Wire formats, reasoning / extended thinking, sampling & reproducibility, and embedding the engine as a library: docs/server.md.

Performance

Lumen optimizes for batch-1, GPU-resident decode latency — single-stream interactive serving.

Workload-weighted decode (Qwen3.5-MoE-30B-A3B, A100-80GB, mean across short / medium / long / code / multi-turn):

Quant Decode (tok/s)
Q8_0 76.4
Q4_0 99.5
BF16 87.4

Full per-cell decode + prefill numbers (every model × quant, on A100-80GB and M3 Ultra), methodology, and baseline comparisons: bench/RESULTS.md. Long-context decode is validated to 65K+ tokens.

Architecture

lumen-format      LBC binary format, quantization descriptors, test model generators
lumen-convert     GGUF -> LBC converter (qwen35 dense, qwen35moe MoE)
lumen-runtime     CUDA backend (200+ NVRTC kernels), Metal backend (MSL shaders),
                  CPU + SIMD NEON references, KV cache (memory + disk),
                  GDN recurrent state, sampling, sessions, suffix prefill
lumen-server      axum HTTP server: OpenAI + Anthropic SSE endpoints, tool calling
lumen-bench       benchmark harness with JSON + table output
lumen-cli         CLI: built-in BPE tokenizer, model registry, HuggingFace downloader

Shipped instances share an L=32 stack of GDN linear-attention layers interleaved with full-attention layers, with a fused gate+up+SwiGLU+down FFN (dense) or top-k expert dispatch (MoE).
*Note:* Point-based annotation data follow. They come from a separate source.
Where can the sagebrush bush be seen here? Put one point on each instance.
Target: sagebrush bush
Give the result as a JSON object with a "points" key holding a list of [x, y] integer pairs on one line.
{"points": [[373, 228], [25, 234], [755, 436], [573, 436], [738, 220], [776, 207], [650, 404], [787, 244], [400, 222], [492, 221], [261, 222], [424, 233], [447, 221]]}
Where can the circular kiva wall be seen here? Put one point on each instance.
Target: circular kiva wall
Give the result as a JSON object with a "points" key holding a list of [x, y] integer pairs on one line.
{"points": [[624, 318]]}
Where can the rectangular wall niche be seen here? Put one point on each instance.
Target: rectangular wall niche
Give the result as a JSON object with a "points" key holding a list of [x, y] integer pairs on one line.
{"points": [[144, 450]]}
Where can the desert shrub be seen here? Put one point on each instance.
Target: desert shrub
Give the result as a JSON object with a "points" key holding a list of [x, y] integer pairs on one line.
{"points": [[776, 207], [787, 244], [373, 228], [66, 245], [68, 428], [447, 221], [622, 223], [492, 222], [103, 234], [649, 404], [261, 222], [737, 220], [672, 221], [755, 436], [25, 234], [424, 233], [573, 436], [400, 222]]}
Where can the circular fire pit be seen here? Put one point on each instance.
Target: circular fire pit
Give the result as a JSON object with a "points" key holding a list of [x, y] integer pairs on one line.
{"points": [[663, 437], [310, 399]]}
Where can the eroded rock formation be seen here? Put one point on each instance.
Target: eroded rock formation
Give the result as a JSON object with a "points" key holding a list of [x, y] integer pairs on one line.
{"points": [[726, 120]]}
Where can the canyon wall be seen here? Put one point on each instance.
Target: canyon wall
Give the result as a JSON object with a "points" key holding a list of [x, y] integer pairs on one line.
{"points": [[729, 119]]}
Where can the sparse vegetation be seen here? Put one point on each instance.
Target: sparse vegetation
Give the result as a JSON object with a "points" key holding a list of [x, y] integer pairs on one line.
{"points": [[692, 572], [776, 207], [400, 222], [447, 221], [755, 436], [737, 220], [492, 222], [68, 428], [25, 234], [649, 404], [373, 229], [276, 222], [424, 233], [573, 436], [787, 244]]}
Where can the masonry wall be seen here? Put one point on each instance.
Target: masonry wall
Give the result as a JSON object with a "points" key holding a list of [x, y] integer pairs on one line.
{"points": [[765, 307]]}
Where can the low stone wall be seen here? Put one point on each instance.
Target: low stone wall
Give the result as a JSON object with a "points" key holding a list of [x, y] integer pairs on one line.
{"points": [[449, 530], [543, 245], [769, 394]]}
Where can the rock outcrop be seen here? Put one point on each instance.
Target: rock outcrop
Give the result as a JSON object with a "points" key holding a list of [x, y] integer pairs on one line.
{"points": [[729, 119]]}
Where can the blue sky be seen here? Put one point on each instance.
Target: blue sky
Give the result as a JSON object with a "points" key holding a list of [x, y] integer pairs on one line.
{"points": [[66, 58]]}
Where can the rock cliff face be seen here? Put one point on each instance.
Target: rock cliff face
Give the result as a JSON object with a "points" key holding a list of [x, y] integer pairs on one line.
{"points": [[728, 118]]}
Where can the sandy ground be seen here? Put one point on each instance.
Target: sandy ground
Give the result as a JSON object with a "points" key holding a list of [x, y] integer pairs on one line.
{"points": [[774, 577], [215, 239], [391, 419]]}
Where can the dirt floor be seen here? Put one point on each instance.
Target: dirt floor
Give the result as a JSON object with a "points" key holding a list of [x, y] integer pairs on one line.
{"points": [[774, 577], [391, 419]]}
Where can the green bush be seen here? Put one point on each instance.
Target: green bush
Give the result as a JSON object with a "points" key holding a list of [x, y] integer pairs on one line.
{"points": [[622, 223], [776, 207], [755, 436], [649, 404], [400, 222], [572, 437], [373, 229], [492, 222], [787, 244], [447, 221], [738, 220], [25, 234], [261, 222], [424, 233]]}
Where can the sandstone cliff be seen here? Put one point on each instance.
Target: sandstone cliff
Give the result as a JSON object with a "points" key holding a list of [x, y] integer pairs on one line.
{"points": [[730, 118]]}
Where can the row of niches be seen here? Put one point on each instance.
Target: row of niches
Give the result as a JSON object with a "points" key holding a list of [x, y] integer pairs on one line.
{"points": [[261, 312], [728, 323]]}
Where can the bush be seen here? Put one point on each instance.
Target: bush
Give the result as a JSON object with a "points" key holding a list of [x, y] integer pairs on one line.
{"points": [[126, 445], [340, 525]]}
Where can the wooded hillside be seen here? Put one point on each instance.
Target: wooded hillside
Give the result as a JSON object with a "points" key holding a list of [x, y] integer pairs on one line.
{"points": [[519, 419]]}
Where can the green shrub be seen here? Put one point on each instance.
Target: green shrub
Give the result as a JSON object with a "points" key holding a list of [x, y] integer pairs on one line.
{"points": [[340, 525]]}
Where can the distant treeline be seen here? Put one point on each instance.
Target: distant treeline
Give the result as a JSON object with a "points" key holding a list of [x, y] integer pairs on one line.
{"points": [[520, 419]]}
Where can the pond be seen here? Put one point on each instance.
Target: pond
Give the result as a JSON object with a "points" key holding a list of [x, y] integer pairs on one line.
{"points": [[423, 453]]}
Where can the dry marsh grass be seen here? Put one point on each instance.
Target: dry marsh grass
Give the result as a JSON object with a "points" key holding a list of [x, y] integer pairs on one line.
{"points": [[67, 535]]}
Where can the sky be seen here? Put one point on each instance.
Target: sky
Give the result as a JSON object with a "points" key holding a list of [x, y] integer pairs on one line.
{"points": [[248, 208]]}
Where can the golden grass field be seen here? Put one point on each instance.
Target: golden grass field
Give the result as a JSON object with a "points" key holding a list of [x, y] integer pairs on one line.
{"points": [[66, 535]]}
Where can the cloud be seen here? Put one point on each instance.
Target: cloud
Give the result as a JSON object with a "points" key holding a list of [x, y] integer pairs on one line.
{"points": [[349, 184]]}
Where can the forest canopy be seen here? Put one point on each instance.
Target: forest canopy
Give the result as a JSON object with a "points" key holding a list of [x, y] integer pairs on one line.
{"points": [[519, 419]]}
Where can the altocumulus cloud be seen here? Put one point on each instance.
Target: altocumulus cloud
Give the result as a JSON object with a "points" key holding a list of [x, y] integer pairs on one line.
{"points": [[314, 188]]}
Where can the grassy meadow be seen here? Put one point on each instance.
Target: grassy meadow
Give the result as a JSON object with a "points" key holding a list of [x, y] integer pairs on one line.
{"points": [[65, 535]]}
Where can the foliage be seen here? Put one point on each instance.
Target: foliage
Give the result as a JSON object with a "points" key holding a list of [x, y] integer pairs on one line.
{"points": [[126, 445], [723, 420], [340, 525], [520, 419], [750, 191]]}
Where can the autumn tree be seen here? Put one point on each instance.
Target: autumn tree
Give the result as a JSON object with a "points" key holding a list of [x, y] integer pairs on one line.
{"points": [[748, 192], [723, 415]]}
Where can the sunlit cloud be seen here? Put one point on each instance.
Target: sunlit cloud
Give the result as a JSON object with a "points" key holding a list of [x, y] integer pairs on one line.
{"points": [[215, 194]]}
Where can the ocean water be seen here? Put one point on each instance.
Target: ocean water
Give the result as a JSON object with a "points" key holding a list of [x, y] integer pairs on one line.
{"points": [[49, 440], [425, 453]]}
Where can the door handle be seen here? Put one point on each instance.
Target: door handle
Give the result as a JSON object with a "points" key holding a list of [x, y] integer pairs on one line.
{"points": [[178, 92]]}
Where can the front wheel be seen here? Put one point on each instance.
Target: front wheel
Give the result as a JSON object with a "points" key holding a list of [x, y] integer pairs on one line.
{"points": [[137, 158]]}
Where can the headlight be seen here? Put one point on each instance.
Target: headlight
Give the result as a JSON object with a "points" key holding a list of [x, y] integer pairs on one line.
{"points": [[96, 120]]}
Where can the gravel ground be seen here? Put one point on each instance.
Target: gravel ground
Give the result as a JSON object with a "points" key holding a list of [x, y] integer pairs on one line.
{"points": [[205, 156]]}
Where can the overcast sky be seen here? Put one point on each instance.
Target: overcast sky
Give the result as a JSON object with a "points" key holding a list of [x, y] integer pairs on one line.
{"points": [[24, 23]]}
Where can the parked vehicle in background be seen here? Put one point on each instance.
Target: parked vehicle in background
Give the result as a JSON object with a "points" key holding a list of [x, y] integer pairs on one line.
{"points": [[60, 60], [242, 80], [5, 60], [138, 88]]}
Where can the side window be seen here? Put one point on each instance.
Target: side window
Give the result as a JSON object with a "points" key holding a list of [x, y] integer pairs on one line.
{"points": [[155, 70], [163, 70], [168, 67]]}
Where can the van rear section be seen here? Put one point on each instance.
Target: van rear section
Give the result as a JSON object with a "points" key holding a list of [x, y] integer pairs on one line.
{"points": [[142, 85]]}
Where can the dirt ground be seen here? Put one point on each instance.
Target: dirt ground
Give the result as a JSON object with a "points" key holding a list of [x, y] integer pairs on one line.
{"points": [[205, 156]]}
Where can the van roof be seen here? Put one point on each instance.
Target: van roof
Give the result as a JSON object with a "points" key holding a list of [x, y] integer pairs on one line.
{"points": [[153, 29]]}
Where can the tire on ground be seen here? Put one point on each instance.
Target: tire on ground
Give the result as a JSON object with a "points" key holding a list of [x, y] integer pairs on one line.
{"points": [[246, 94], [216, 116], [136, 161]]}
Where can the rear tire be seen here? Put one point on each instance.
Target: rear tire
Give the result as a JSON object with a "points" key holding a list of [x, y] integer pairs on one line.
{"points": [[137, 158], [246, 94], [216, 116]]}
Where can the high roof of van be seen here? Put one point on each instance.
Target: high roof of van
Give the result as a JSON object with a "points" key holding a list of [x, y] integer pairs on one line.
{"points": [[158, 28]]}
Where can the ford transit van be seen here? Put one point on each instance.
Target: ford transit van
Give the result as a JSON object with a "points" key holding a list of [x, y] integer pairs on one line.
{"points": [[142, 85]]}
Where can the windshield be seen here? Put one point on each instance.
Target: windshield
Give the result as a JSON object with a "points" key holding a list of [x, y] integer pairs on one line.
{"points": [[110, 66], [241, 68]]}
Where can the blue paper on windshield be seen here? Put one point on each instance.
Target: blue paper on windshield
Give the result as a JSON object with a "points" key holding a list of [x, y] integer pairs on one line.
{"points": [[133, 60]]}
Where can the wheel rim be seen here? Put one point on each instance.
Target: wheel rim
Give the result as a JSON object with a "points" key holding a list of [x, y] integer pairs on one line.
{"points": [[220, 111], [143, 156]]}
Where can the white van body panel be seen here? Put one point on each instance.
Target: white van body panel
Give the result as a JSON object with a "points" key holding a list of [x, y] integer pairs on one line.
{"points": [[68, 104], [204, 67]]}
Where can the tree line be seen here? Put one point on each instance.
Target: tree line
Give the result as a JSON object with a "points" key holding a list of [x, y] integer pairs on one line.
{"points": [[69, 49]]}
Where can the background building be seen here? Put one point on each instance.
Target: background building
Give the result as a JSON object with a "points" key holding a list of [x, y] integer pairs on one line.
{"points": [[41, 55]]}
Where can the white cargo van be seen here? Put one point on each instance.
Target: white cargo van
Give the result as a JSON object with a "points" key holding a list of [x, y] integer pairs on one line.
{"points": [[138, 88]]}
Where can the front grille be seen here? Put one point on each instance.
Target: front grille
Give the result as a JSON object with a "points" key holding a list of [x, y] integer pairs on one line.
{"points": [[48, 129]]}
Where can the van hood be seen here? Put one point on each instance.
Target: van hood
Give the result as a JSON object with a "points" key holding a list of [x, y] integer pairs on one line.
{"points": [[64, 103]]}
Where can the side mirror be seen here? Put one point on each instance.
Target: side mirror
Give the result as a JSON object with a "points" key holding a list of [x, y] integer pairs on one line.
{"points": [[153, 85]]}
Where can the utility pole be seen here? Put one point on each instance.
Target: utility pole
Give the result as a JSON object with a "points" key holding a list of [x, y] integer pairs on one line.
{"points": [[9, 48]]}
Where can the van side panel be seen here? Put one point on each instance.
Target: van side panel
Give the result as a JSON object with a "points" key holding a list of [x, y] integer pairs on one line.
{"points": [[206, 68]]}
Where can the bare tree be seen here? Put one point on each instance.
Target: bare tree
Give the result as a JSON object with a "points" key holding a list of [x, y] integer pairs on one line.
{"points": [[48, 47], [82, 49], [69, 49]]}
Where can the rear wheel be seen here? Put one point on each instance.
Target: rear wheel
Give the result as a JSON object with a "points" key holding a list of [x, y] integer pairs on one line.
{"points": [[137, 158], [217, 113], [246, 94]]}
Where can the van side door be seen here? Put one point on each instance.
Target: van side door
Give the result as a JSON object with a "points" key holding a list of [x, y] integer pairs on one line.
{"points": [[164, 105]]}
Forward-pass details, the .lbc on-disk format, and suffix-prefill cache reuse: docs/architecture.md.

Building & testing

For development — build the workspace and run the test suite (the install commands are in Quick start above):

cargo build --release                  # Metal (macOS)
cargo build --release --features cuda  # CUDA (Linux)
cargo test --workspace --release       # CPU reference suite needs no GPU

Rust is pinned via rust-toolchain.toml; CUDA needs libnvrtc + libcublas present at run time (no build-time SDK). Dev workflow: CONTRIBUTING.md.

Documentation

License

Dual-licensed under MIT or Apache-2.0, at your option.